What Are District Benchmark Assessments?

Benchmark assessments are tests that monitor students’ progress within specific subject areas over the course of the school year. The District Benchmark Assessments are administered three times a year in grades 1-8 to show teachers what concepts their students understand and to identify areas where students may be struggling. The assessments are based on state standards, the same standards that students will be tested on in the spring when they take state assessments (TCAP) in grades 3-8. In High school, district benchmark assessments are given twice due to being on a semester schedule. District benchmarks are administered in the following End of Course assessments: English 1, 2, and 3, US History, Algebra 1 and 2, and Biology. The county benchmark assessments are common meaning students take the same assessment at each school, depending on their grade and or subject.

Who Takes The Assessment?

All students in 1st-12th grade take the county benchmarks. All non- End of Course subjects in high school take a common school-wide benchmark at 4 ½ week intervals.

What Subject Areas Are Students Assessed In?

Grades 1-2: District Benchmark Assessments are given in Reading / Language Arts and Math. Each assessment contains standards that reflect the content that has been taught in the classroom up to that point in time as outlined by the district’s pacing guide.

Grades 3-5: District Benchmark Assessments are given in Reading / Language Arts, Math, Science, and Social Studies. These are the content areas tested on state assessments in the spring.

Grades 6-8: District Benchmark Assessments are given in Math, Reading / Language Arts, Science, and Social Studies. These are the content areas tested on state assessments in the spring.

Grades 9-11: District Benchmark Assessments are given in English 1, 2, and 3, Algebra 1 &2, Biology, and US History.

How Are The Assessment Scores Used To Improve My Child's Education?

The assessment scores are designed as a classroom tool for teachers to:

Measure student progress

Individualize instruction to meet student needs

Plan appropriate lessons

How Is Student Improvement Measured?

Student improvement is measured by how the student performs on every district benchmark assessment. Each assessment contains questions that reflect what is being taught in class as outlined by the district’s pacing guide. Teachers analyze the data to determine skills that need reteaching and to identify skills which show a solid understanding. Assessments may count up to a quiz grade; however, it is important for students to do their best so teachers obtain accurate data of student learning.

How Do I Get A Copy Of My Student's Scores?

Contact your child’s school to get further information.

Should My Child Study For The Benchmark Assessment?

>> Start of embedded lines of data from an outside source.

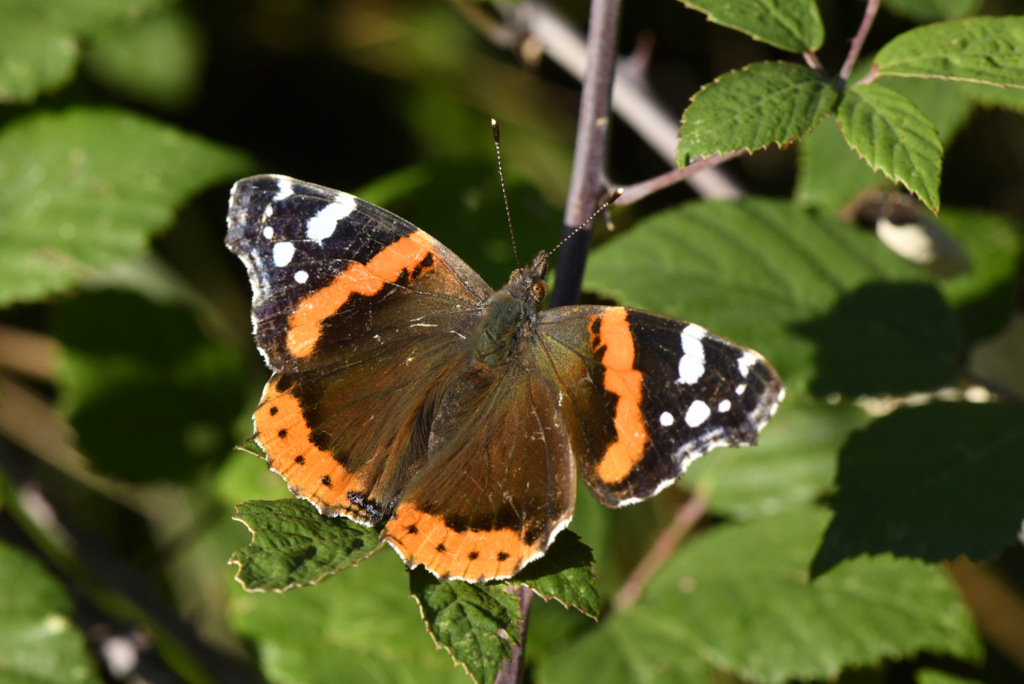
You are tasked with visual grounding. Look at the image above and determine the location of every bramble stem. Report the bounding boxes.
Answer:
[836,0,882,90]
[551,0,621,306]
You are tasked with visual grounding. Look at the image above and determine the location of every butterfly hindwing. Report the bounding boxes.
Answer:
[226,176,784,582]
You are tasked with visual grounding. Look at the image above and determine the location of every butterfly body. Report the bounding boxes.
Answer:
[226,176,784,582]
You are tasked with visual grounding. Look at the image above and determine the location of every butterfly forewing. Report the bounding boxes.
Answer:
[539,306,784,507]
[226,176,783,582]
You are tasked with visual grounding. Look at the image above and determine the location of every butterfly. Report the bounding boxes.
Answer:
[225,175,784,582]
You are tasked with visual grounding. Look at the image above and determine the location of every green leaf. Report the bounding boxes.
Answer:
[882,0,982,24]
[409,567,519,684]
[683,398,867,519]
[0,109,252,307]
[813,403,1024,573]
[837,83,942,213]
[634,509,981,683]
[585,198,941,395]
[0,542,103,684]
[795,72,970,212]
[230,499,381,592]
[0,0,164,103]
[938,207,1024,340]
[54,291,245,481]
[85,8,206,112]
[954,79,1024,114]
[794,283,963,396]
[509,529,600,619]
[230,553,467,684]
[538,612,717,684]
[794,119,895,213]
[682,0,825,52]
[676,62,837,168]
[874,16,1024,88]
[915,668,982,684]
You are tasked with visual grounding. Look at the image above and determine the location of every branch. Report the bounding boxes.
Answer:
[611,495,708,610]
[836,0,882,90]
[511,0,745,199]
[551,0,621,306]
[496,0,621,684]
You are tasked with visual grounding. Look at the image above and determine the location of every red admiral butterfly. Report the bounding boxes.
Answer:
[226,175,784,582]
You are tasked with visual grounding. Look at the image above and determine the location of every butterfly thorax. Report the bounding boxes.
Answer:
[473,252,548,368]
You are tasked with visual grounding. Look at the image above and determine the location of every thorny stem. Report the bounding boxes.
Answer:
[836,0,882,90]
[510,0,745,202]
[615,151,746,207]
[551,0,621,306]
[611,495,708,610]
[496,0,621,684]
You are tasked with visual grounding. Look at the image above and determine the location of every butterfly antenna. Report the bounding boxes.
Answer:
[551,187,626,254]
[490,119,521,268]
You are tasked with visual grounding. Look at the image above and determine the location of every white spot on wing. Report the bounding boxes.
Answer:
[736,351,758,378]
[677,324,708,385]
[273,242,295,268]
[306,193,355,242]
[683,399,711,427]
[273,180,295,202]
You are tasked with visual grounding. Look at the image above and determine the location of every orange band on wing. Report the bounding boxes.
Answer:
[591,306,648,482]
[381,503,544,582]
[288,230,434,358]
[253,380,370,524]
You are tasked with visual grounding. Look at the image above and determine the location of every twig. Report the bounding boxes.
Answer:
[836,0,882,90]
[615,151,745,207]
[512,0,745,199]
[495,585,534,684]
[611,495,708,610]
[551,0,621,306]
[496,0,620,684]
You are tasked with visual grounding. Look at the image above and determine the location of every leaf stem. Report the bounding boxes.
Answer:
[611,495,708,610]
[495,585,534,684]
[803,50,829,81]
[551,0,621,306]
[836,0,882,90]
[496,0,621,684]
[615,149,745,207]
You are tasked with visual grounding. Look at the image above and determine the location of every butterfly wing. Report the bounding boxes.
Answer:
[226,176,490,524]
[539,306,784,508]
[382,344,575,582]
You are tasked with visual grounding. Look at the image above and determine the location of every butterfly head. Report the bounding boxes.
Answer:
[505,250,548,310]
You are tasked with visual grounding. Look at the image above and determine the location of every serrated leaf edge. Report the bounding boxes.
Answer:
[833,87,944,215]
[409,578,520,684]
[676,59,839,168]
[227,501,384,594]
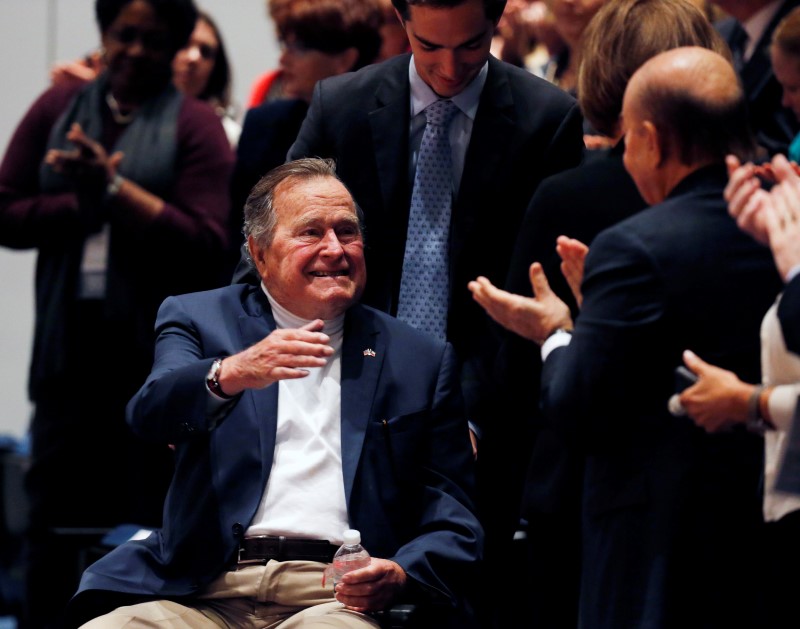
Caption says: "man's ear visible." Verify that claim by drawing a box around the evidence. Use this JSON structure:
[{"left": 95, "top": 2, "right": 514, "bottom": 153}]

It is not necessary to study for a district benchmark assessment. Teachers are gathering information regarding how students are progressing toward mastery of skills. When students stay caught up on classroom assignments and are in regular attendance, there should not be a reason for a student to feel the need to study for a district assessment.

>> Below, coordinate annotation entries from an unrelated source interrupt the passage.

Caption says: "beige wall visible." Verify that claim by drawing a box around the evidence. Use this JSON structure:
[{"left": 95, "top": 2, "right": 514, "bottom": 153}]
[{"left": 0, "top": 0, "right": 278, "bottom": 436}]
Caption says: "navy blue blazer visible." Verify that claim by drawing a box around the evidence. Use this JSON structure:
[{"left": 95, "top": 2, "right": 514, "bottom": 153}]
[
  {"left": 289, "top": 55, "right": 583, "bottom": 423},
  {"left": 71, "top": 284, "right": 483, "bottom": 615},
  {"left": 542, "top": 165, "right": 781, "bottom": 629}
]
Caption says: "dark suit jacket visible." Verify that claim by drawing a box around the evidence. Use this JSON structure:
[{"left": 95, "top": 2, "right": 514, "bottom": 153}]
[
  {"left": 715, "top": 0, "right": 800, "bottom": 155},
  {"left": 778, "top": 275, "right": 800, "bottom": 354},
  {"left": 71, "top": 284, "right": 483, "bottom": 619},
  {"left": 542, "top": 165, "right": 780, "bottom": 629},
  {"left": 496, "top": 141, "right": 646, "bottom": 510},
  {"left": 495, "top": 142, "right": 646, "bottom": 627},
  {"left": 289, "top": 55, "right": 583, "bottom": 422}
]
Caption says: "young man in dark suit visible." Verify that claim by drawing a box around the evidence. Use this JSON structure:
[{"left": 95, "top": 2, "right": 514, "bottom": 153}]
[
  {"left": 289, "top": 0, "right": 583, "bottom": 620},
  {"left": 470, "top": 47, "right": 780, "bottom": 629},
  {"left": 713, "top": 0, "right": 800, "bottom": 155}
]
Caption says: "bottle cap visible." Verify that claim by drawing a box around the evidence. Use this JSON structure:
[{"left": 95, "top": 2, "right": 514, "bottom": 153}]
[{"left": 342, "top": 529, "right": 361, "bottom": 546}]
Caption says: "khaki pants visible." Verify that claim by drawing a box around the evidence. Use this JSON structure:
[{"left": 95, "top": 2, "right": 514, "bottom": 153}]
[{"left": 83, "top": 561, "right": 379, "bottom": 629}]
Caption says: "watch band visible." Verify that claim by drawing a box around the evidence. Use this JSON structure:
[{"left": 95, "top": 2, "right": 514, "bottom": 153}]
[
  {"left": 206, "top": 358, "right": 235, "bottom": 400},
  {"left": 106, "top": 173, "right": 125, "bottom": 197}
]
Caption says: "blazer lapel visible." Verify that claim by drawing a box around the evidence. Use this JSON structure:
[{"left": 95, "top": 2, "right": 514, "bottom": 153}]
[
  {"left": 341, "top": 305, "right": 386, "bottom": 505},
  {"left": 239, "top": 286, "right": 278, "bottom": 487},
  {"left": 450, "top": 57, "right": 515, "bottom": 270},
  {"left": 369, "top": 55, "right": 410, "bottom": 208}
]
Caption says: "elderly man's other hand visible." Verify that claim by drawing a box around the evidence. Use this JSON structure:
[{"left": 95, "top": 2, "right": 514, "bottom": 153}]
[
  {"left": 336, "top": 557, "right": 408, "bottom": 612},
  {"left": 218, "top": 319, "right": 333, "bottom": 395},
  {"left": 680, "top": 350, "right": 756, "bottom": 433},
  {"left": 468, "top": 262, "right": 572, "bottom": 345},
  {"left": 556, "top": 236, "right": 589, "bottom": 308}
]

How Are The Assessments Given?

Most schools administer the assessment using paper and pencil. Answer sheets are scanned by the student's teacher and results obtained immediately. Hopefully schools will have the option of using on-line testing in the near future.

Are My Student's Scores Being Compared To Other Students?

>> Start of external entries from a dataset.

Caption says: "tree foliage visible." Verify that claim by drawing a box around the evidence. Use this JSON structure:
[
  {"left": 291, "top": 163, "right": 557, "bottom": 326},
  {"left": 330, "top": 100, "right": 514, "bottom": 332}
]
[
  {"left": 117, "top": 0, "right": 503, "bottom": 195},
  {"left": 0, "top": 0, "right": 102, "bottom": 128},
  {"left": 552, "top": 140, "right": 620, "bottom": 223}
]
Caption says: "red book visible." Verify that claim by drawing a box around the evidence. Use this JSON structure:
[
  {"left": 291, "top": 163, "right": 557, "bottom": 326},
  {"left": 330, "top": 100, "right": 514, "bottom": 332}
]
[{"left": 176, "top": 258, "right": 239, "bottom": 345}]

No. Assessment scores are used to measure a student's understanding of material being taught in the classroom throughout the year. A student’s scores are not compared to other students. Teachers use the results to identify the concepts students are having difficulty grasping in order to give them more individualized attention and feedback. Teachers also use the scores to focus the direction of future lessons. The district analyzes the data to see trends in student learning.